Veel middelen zijn voor sommige mensen verslavend. Hoe verslavend iets is, hangt af van hoe sterk het effect van het middel is
Anneke Goudriaan is bijzonder hoogleraar Werkingsmechanismen en Behandeling van Verslaving en werkt aan het AMC. Zij legt de verslavendheid van middelen als volgt uit: ‘Veel middelen zijn voor sommige mensen verslavend. Hoe verslavend iets is, hangt af van hoe sterk het effect van het middel is en hoelang het effect heeft op het lichaam. Alcohol neem je oraal in, dus dat heeft een vrij lange route naar je brein. Van roken krijg je direct een kick. Zo zijn er wel meer factoren.’
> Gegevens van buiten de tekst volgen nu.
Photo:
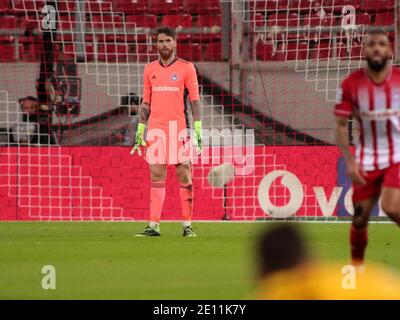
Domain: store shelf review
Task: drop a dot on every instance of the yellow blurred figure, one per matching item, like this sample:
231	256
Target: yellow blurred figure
288	273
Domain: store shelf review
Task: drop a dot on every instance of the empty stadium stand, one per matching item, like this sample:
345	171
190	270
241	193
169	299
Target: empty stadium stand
188	14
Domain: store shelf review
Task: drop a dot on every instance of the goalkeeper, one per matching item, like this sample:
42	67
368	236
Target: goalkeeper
164	112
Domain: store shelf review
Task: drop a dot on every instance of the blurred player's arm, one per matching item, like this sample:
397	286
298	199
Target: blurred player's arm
343	111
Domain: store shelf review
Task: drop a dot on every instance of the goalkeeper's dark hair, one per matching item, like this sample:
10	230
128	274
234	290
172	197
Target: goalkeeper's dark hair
281	248
167	31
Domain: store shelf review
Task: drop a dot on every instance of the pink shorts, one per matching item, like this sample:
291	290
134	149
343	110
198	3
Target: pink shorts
168	150
389	177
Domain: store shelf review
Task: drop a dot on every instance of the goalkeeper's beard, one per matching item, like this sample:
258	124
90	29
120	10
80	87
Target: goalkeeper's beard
166	55
377	66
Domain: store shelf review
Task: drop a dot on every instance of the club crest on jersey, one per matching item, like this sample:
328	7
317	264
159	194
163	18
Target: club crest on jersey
174	77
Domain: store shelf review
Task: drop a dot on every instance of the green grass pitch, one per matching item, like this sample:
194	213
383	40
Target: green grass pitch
102	260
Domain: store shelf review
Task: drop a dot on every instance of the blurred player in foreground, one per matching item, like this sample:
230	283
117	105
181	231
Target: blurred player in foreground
167	143
372	96
287	272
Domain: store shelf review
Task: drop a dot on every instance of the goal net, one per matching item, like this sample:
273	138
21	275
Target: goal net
71	83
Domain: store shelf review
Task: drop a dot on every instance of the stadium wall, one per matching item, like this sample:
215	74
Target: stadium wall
106	183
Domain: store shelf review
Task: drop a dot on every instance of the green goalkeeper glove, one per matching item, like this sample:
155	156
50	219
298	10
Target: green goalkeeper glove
198	136
139	139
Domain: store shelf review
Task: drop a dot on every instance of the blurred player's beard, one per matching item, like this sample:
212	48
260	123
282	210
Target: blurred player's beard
166	54
377	66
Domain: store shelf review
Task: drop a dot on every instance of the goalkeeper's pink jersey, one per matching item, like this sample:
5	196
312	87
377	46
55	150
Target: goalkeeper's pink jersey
164	88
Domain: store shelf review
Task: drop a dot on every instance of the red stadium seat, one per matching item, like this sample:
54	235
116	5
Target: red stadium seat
28	5
204	6
69	52
297	51
7	52
110	21
210	20
377	5
5	6
265	51
66	6
356	51
303	5
177	20
164	6
207	21
258	20
322	50
384	18
189	51
363	19
89	52
142	21
130	6
146	53
106	22
8	22
96	7
113	52
213	52
270	5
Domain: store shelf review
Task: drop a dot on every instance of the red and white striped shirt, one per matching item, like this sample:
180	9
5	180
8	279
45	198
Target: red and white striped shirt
377	109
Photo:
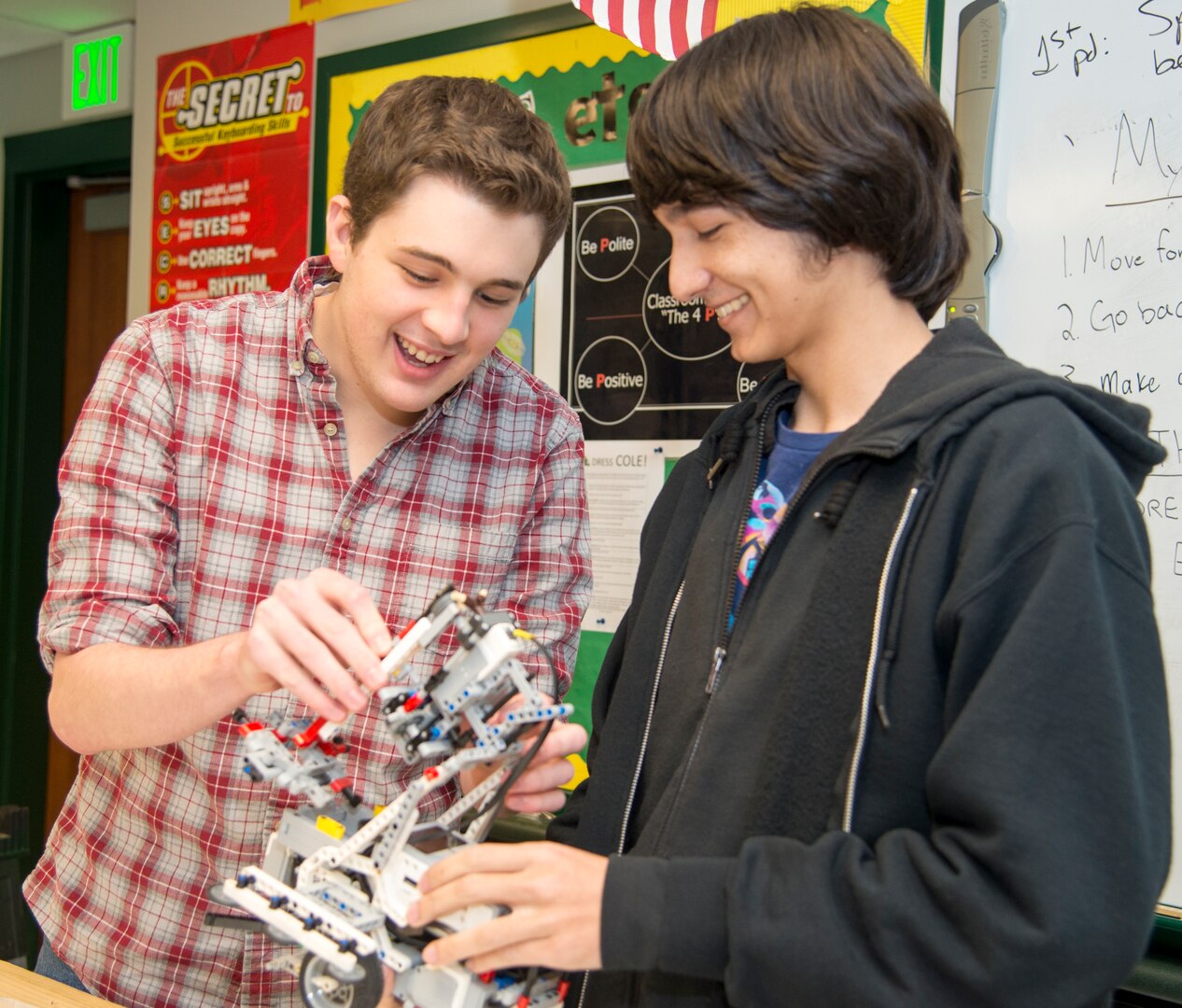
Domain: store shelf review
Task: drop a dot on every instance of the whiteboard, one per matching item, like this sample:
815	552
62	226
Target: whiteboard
1085	187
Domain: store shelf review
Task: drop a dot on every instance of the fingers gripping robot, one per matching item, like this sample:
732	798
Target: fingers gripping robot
337	887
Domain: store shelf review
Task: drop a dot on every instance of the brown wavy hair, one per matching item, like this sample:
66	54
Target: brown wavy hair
817	122
468	130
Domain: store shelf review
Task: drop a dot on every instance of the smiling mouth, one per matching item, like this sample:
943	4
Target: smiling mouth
417	356
723	311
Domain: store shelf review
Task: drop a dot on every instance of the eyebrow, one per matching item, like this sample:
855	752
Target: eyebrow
444	262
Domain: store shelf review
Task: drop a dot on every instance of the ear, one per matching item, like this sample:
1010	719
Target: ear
338	231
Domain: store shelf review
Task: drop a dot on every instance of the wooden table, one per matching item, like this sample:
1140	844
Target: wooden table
21	988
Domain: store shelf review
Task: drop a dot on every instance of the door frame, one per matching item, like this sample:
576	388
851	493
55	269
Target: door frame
32	355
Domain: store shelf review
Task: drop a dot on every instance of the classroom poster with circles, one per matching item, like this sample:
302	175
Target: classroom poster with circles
639	363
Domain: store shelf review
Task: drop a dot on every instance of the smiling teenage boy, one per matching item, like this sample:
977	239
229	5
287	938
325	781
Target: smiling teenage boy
259	487
885	722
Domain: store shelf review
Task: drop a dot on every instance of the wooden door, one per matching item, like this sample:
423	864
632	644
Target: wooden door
96	312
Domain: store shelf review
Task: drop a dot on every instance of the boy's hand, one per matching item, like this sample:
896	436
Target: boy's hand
320	637
555	897
539	787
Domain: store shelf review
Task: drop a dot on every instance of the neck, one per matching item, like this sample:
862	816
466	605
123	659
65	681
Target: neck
843	374
367	426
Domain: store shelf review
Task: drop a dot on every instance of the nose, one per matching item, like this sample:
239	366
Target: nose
687	275
447	319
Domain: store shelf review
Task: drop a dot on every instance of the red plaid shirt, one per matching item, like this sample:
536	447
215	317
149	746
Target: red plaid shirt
209	463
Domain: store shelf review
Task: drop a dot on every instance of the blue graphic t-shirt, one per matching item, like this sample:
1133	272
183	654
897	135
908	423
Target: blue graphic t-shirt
783	469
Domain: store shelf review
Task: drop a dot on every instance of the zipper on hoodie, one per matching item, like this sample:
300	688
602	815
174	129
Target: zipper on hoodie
867	685
644	746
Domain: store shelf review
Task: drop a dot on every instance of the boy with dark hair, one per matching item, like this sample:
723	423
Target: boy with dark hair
257	489
885	722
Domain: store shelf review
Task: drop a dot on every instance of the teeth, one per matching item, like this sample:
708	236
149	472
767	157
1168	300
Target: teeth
422	356
723	311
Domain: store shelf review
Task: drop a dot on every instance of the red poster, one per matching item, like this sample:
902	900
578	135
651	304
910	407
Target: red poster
233	134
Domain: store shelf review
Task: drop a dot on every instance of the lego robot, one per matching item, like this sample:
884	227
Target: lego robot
338	877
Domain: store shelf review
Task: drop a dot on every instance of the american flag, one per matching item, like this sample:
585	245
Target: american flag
667	27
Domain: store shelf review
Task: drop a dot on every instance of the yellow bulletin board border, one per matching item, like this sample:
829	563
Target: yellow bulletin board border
555	38
303	12
475	49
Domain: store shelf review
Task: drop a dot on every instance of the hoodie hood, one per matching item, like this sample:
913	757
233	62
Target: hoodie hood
958	378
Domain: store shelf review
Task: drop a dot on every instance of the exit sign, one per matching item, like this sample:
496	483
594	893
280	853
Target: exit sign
96	72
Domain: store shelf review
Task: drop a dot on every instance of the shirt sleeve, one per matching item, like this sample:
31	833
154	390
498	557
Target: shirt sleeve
550	581
114	544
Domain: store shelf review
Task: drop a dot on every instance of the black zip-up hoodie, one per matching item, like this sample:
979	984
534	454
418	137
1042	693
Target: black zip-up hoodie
930	763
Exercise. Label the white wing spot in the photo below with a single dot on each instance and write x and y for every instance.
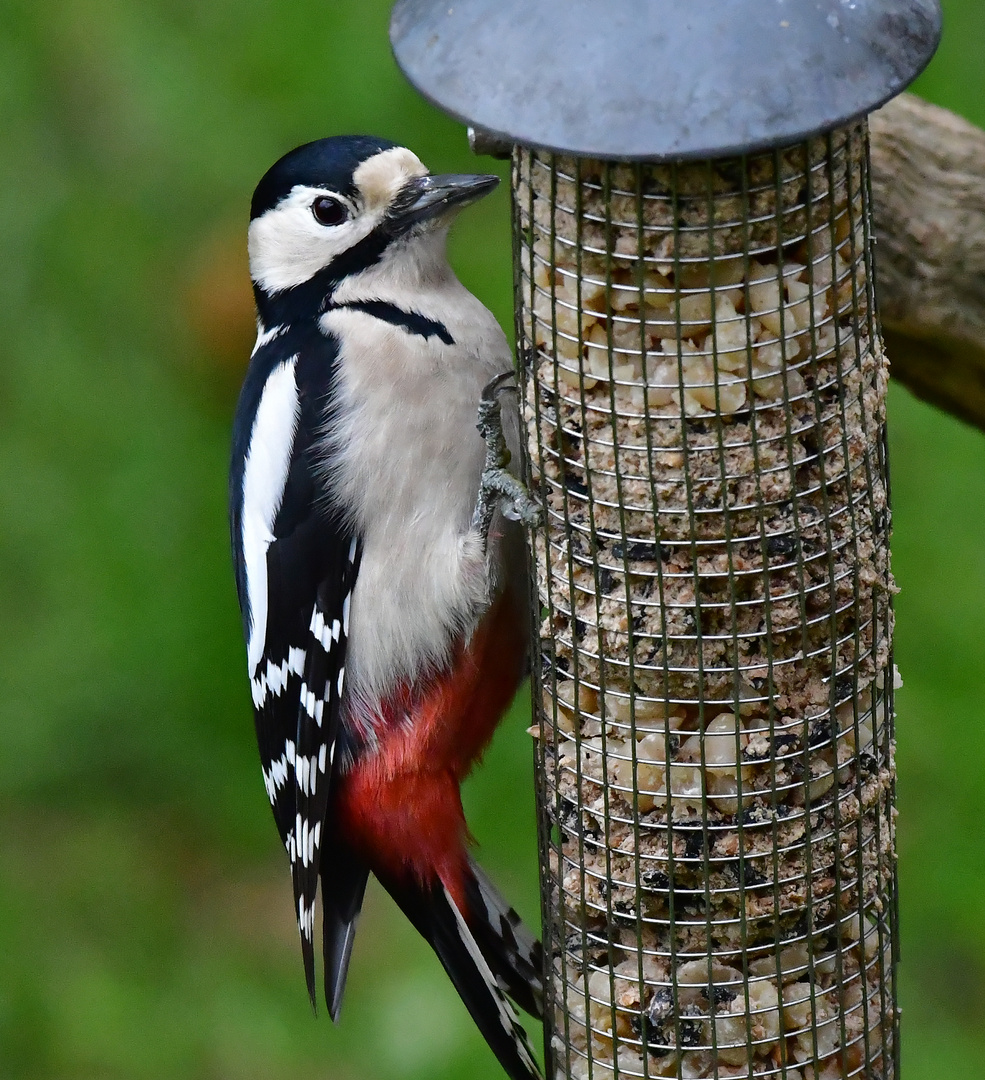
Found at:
(265, 475)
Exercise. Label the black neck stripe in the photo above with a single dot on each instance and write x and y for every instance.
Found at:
(410, 321)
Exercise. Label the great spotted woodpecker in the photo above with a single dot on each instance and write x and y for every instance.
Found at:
(379, 567)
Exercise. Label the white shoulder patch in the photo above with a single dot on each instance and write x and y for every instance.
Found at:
(265, 475)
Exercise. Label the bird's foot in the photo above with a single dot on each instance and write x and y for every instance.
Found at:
(498, 487)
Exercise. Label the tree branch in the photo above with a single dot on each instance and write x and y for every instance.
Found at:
(928, 175)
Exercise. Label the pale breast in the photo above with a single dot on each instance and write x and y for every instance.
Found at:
(407, 463)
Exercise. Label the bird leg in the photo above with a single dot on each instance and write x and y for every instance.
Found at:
(498, 487)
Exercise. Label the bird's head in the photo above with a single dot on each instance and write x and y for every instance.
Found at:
(334, 208)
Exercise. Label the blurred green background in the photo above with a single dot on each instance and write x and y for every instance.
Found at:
(145, 916)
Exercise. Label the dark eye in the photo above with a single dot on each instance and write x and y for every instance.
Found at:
(328, 211)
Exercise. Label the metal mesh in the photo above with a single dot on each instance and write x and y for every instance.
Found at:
(704, 400)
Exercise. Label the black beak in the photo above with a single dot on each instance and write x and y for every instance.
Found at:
(426, 198)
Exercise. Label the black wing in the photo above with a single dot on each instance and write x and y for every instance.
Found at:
(310, 566)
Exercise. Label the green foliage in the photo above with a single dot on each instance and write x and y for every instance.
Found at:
(145, 912)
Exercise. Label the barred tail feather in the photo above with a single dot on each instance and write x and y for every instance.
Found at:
(512, 952)
(436, 917)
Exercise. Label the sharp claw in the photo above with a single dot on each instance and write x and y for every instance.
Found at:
(497, 486)
(495, 386)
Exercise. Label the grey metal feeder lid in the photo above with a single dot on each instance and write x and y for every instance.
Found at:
(661, 79)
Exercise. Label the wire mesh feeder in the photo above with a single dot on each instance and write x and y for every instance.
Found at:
(704, 394)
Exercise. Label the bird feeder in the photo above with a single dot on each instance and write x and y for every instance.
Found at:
(704, 403)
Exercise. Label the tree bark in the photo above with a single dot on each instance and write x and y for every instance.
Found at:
(928, 176)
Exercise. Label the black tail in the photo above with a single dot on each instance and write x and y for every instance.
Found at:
(478, 975)
(343, 883)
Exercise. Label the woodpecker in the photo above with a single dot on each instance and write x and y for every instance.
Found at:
(379, 561)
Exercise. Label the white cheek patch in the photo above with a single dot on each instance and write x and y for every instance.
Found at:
(287, 246)
(379, 178)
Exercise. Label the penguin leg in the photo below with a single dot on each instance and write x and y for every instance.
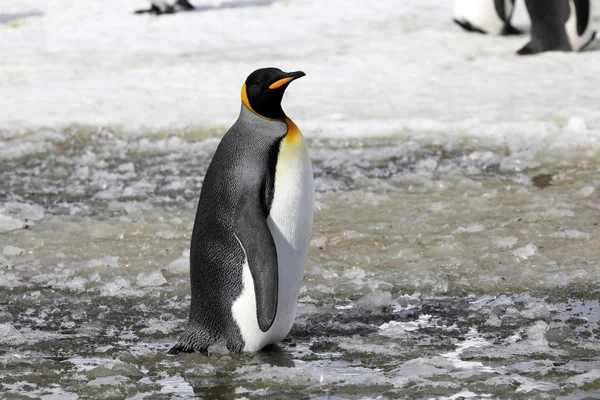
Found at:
(185, 4)
(237, 347)
(193, 339)
(510, 30)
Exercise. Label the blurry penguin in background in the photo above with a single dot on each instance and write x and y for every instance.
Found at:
(485, 16)
(559, 25)
(159, 7)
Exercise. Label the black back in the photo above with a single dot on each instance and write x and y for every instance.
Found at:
(548, 18)
(236, 196)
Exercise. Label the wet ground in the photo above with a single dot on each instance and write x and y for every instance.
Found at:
(435, 271)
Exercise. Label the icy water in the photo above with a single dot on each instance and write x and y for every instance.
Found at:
(456, 270)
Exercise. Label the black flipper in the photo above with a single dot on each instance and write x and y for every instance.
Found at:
(548, 33)
(253, 233)
(193, 339)
(185, 4)
(468, 27)
(582, 12)
(503, 13)
(152, 10)
(510, 30)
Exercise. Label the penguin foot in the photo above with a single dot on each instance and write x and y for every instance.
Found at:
(510, 30)
(178, 348)
(185, 4)
(527, 50)
(235, 347)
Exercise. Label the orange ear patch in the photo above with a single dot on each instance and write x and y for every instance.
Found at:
(280, 83)
(245, 98)
(293, 133)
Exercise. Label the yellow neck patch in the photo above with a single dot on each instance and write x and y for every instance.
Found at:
(293, 134)
(245, 99)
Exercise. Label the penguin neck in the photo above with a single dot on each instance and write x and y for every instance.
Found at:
(261, 123)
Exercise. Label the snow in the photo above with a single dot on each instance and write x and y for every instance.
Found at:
(13, 251)
(404, 68)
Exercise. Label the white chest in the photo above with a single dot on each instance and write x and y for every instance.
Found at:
(290, 222)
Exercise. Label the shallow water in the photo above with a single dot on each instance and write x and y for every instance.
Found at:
(435, 270)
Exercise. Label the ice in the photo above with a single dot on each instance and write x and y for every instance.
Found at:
(149, 279)
(8, 224)
(179, 266)
(526, 252)
(576, 125)
(5, 317)
(115, 369)
(12, 251)
(586, 191)
(588, 378)
(575, 234)
(474, 228)
(107, 261)
(393, 329)
(375, 300)
(505, 242)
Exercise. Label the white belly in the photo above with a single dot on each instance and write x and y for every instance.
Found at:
(481, 13)
(290, 223)
(578, 42)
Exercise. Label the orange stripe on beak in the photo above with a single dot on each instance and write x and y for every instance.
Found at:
(280, 83)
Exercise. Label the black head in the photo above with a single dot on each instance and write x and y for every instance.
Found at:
(264, 88)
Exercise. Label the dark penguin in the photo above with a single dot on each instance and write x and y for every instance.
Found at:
(159, 7)
(252, 229)
(485, 16)
(558, 25)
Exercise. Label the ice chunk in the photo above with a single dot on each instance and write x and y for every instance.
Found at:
(589, 378)
(393, 329)
(152, 278)
(8, 224)
(354, 273)
(575, 234)
(525, 252)
(23, 211)
(473, 228)
(576, 125)
(13, 251)
(115, 368)
(5, 317)
(586, 191)
(127, 167)
(179, 266)
(505, 242)
(374, 300)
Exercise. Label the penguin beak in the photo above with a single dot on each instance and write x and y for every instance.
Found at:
(287, 78)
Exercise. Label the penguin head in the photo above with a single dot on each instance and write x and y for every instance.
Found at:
(263, 90)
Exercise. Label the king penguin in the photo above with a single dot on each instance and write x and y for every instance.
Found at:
(159, 7)
(485, 16)
(559, 25)
(253, 225)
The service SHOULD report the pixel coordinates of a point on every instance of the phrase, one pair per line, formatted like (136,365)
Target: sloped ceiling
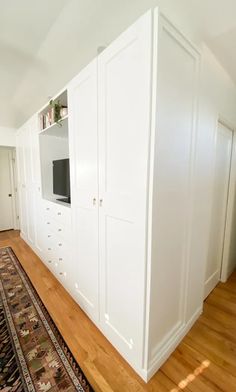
(43,44)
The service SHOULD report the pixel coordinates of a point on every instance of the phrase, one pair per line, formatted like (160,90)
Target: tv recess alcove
(54,146)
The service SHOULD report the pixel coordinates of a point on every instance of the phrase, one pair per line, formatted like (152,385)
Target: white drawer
(63,215)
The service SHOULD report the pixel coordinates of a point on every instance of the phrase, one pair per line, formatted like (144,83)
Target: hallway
(204,362)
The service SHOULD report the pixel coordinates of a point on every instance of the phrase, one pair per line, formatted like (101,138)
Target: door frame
(13,181)
(225,272)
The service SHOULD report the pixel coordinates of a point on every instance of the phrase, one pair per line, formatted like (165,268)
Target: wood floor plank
(204,362)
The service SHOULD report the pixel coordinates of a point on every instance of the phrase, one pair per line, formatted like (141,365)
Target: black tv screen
(61,177)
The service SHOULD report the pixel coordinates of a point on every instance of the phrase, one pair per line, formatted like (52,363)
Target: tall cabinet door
(124,135)
(82,96)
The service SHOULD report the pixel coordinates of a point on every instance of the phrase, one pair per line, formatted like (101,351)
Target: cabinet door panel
(84,187)
(22,183)
(124,105)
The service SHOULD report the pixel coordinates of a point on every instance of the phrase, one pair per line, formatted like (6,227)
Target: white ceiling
(43,44)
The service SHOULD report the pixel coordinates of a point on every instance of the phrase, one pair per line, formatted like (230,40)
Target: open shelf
(54,145)
(57,129)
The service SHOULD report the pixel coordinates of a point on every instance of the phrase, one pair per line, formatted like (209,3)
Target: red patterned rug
(33,354)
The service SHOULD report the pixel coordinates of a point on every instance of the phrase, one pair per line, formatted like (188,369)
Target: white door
(6,207)
(22,182)
(219,208)
(84,187)
(124,104)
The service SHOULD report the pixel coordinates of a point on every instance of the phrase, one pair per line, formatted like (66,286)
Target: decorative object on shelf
(64,111)
(55,111)
(38,355)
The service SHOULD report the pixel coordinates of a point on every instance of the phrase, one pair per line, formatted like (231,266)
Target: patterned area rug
(33,354)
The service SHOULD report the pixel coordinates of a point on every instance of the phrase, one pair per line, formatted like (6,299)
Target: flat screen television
(61,179)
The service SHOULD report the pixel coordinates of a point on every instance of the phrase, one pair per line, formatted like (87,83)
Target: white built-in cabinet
(124,247)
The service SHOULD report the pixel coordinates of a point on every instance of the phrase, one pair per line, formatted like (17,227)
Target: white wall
(7,137)
(218,102)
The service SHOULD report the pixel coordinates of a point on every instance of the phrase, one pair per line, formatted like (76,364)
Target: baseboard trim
(211,283)
(170,346)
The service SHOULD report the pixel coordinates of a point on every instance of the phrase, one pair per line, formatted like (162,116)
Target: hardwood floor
(204,362)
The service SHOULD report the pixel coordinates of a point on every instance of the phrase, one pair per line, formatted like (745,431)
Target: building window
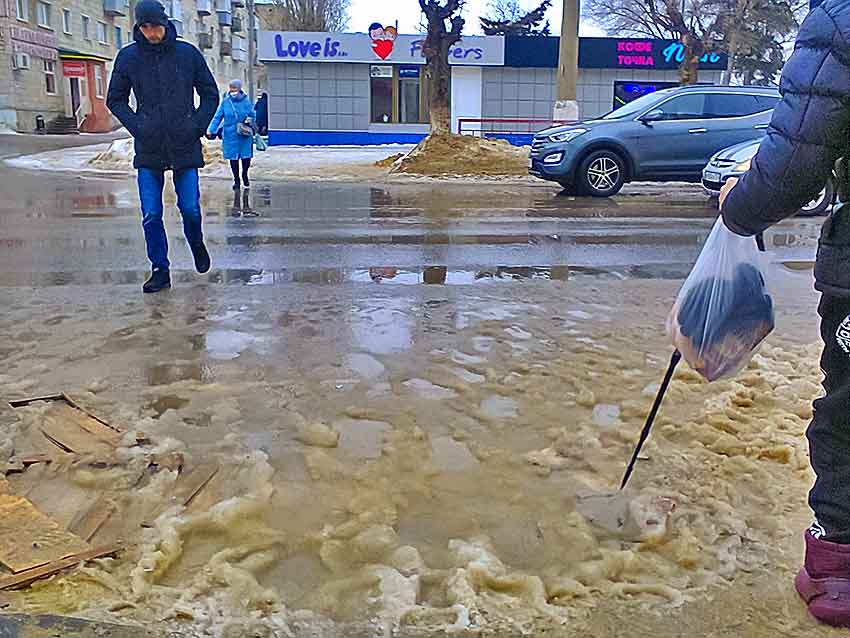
(98,81)
(50,77)
(382,93)
(23,10)
(44,14)
(409,95)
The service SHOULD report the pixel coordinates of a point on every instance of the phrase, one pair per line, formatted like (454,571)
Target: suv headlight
(567,136)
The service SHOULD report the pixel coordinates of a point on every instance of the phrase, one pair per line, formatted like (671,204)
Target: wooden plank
(50,569)
(186,488)
(91,416)
(30,539)
(88,523)
(62,427)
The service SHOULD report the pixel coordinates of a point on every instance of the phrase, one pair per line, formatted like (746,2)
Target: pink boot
(824,582)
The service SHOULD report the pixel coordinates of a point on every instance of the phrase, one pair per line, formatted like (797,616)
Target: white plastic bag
(723,311)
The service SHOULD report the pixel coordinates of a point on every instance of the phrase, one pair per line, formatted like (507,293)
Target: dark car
(669,135)
(736,160)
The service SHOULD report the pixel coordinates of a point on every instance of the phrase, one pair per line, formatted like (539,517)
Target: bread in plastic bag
(723,311)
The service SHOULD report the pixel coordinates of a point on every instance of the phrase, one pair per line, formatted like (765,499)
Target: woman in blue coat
(235,109)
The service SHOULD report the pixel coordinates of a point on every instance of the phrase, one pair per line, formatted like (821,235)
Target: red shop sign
(73,69)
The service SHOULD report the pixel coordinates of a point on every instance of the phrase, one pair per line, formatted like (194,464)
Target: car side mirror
(652,116)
Ook de manier waarop iemand drugs gebruikt, is van invloed. Om cocaïne hangt een heel ritueel - snijden, neerleggen, snuiven en doorgeven. Die gezelligheid kan ervoor zorgen dat een middel ‘verslavender’ is. Mensen hebben vaak niet eens zin in het middel zelf, maar meer in de sfeer om het middel heen. Denk ook aan het biertje op het terras, de rookpauze, of het weekendje weg met vrienden en paddo’s.
Wat nu?
Ik heb voor dit verhaal gesproken met verschillende mensen uit de verslavingszorg, en ik vroeg hun ook of ze een mening hadden over eventuele legalisering van drugs. Iedereen was voorzichtig om daar een standpunt over in te nemen. Anneke Goudriaan kon in ieder geval het dilemma goed verwoorden: ‘Het is zaak om een balans te vinden tussen harm reduction en een verbod. Zijn de negatieve gevolgen zo groot dat als 90 procent van de gebruikers er geen problemen mee heeft, je het toch voor de volle 100 procent moet verbieden? Dat is een afweging die de politiek moet maken op basis van wetenschappelijke inzichten. Het is net als met het legaliseren van online kansspelen. Een heel klein percentage raakt aan die spelen verslaafd. Als je het verbiedt, gaan sommige spelers naar illegale en ongereguleerde sites. Wegen de voordelen van legaliseren daar tegenop?’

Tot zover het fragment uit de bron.